Business

Forget China: Apple Looks To Expand Manufacturing In The US

Apple filed a proposal in December to further manufacturing in Arizona, possibly signaling its intention to vamp up production activity in America.

President-elect Donald Trump said during a meeting with The New York Times in November that he had a productive conversation with Apple CEO Tim Cook about manufacturing concerns.

“I got a call from Tim Cook at Apple, and I said, ‘Tim, you know one of the things that will be a real achievement for me is when I get Apple to build a big plant in the United States, or many big plants in the United States, where instead of going to China, and going to Vietnam, and going to the places that you go to, you’re making your product right here,'” Trump explained.

“I said: ‘I think we’ll create the incentives for you, and I think you’re going to do it. We’re going for a very large tax cut for corporations, which you’ll be happy about.’ But we’re going for big tax cuts, we have to get rid of regulations, regulations are making it impossible,” Trump continued.

It is not exactly clear if Apple’s latest decision to increase production activity in the U.S. is due to the political climate and the impending ascension of Trump.

The notice, though, details Apple’s intent to grow its manufacturing capacity in Mesa, Arizona.

“Apple already has authority to produce certain components for consumer electronics” in the area, reads the notice published Monday in the Federal Register. “The current request would add finished products and foreign status materials/components to the scope of authority.”

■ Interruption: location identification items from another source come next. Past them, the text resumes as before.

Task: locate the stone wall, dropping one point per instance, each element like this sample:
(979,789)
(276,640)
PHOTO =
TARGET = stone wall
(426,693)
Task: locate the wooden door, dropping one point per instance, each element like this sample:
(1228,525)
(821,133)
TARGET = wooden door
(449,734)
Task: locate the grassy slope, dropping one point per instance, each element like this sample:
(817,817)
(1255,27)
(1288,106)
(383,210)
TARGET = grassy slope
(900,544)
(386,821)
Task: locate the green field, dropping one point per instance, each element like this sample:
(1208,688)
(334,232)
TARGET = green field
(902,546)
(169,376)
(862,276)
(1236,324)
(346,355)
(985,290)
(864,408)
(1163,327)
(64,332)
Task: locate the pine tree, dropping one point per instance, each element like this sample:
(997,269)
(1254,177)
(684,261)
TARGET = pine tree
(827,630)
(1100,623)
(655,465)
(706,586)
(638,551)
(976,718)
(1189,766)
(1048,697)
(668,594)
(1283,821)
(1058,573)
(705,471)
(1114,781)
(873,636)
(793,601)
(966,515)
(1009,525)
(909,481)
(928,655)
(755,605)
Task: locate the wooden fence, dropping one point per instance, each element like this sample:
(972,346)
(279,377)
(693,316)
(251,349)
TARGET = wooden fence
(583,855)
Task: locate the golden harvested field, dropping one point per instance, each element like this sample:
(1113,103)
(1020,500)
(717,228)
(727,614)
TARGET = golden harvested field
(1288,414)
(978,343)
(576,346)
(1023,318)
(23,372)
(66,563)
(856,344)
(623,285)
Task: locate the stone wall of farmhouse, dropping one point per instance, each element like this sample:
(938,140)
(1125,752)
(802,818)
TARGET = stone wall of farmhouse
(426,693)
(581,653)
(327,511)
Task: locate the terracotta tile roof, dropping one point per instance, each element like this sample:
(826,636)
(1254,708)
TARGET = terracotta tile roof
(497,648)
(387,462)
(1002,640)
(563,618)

The proposal provides a lengthy list of foreign materials (in total 71) likely to be manufactured into finished products at the facility, including plastic bags, fan blades, electric motors, magnets, lithium batteries, microphones, power strips, optical fiber cables, metal furniture, and many other items.(RELATED: Try Not To Feel Old: The iPhone Just Turned 10)

Apple expanding manufacturing in the U.S. may become a pattern in years to come, after a report released in November by a Japanese financial newspaper said that the tech conglomerate is considering moving iPhone production to the States.